Hey, Viktor! Welcome.
Beginning around January 5th, we’re planning to have an open discussion in this thread about N.T. Wright’s Gifford lectures which (I think) pretty roundly address these very questions you are raising! Some of us have listened to those already, but I don’t want to steal too much of his thunder by plunging into it all here and now.
I’ll just say this though. He spends a lot of scriptural powder and shot taking down the notion that Christian eschatology was ever really about removing us from this world away to some by-and-by heaven.
That’s a good question. And an important one. Authors like Wendell Berry have taken Paul to task for allegedly taking Christianity in that direction. Though I think Wright’s thesis goes a long way toward addressing these questions by showing that none of the apostles and gospels back during that time were actually advancing this modern ‘rapture scenario’ in the way the modern imagination has now crafted it. You’ll have to be the judge of how successful Wright or others are with that critique.

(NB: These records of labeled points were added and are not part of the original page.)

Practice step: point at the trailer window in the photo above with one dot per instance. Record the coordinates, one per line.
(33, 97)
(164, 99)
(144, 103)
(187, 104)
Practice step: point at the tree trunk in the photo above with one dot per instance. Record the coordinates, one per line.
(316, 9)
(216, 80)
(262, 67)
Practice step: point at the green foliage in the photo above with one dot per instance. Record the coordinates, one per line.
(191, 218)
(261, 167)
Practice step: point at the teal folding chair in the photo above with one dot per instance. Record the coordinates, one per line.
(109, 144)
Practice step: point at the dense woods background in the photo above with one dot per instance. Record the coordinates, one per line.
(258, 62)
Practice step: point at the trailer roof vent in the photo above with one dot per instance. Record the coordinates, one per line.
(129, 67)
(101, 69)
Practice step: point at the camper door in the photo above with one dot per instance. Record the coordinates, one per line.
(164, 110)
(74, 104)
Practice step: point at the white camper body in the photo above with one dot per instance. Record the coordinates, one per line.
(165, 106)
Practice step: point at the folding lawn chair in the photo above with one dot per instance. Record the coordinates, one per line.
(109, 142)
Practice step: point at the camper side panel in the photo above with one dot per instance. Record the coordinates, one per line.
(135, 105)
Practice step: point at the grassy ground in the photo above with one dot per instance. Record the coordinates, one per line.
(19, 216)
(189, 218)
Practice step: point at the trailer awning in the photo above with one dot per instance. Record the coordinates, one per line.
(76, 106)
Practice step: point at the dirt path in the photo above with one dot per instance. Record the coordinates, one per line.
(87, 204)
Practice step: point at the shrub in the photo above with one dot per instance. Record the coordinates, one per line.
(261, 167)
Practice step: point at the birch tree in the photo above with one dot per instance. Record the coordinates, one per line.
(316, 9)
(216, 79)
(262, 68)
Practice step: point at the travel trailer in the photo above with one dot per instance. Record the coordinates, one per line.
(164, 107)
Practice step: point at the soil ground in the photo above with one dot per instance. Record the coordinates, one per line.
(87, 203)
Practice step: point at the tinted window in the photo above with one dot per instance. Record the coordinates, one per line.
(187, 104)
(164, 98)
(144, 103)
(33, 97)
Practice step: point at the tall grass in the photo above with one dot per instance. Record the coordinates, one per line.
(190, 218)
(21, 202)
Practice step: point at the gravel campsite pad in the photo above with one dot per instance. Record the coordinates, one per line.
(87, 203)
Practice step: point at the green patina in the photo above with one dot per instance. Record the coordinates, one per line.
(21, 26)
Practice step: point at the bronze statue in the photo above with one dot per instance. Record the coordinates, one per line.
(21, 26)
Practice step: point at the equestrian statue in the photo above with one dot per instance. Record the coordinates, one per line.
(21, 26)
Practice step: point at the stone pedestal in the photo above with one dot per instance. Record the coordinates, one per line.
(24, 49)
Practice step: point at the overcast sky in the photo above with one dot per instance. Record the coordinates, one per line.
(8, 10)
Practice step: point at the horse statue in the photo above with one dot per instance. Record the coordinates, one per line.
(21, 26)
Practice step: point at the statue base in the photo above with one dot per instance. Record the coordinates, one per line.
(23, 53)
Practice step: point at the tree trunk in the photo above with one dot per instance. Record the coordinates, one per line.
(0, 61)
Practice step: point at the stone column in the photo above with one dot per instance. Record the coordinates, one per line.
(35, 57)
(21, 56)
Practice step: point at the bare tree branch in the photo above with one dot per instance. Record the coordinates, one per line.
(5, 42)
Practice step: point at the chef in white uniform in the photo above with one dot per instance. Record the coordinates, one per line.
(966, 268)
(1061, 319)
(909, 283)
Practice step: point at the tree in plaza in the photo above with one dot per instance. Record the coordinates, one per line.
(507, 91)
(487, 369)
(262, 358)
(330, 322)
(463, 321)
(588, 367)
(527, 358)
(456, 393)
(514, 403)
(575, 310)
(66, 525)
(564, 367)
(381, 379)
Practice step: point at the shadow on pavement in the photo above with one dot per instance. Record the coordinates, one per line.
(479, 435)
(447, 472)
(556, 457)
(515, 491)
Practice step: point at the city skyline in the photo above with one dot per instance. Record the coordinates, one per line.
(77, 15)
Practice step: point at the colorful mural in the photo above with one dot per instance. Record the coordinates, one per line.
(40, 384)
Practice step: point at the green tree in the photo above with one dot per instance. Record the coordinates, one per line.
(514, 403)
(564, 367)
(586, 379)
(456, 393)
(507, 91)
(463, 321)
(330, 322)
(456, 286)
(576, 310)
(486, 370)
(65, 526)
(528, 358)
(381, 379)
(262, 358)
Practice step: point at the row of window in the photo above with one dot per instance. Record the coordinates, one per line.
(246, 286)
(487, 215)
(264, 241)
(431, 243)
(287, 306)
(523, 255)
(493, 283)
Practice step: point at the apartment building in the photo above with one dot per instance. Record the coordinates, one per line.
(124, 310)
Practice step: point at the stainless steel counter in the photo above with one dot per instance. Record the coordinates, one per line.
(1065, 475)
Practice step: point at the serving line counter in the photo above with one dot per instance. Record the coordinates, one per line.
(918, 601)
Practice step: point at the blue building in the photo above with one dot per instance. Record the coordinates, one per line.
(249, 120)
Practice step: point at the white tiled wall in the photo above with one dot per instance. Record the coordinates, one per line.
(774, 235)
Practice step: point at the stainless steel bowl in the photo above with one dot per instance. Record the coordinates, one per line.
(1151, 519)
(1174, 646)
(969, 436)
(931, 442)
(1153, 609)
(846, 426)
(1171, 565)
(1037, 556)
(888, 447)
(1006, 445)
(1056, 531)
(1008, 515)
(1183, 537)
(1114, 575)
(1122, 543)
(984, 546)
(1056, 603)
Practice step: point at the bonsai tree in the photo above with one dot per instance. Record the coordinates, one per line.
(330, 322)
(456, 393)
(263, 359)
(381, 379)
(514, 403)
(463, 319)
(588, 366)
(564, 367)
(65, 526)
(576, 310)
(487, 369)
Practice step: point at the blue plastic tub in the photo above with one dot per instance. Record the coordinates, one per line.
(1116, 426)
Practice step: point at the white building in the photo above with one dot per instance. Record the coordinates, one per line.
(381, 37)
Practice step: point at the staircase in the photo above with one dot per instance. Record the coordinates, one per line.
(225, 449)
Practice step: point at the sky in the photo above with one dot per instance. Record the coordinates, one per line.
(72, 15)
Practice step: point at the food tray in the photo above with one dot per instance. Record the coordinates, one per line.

Who says God hasn’t? I suppose the early apostles and prophets had no less urgent stuff also to wrestle with - and potentially complain about wanting more specific guidance from God. They and their families were being brutalized and killed. They were forced to apply Jesus message to their own personal context - which many in the fledgling movement did with joy. I remain to be convinced that we aren’t intelligent enough in our own turn to apply it to our modern situations and contexts. A struggle to be sure - as I’m sure it was for them too.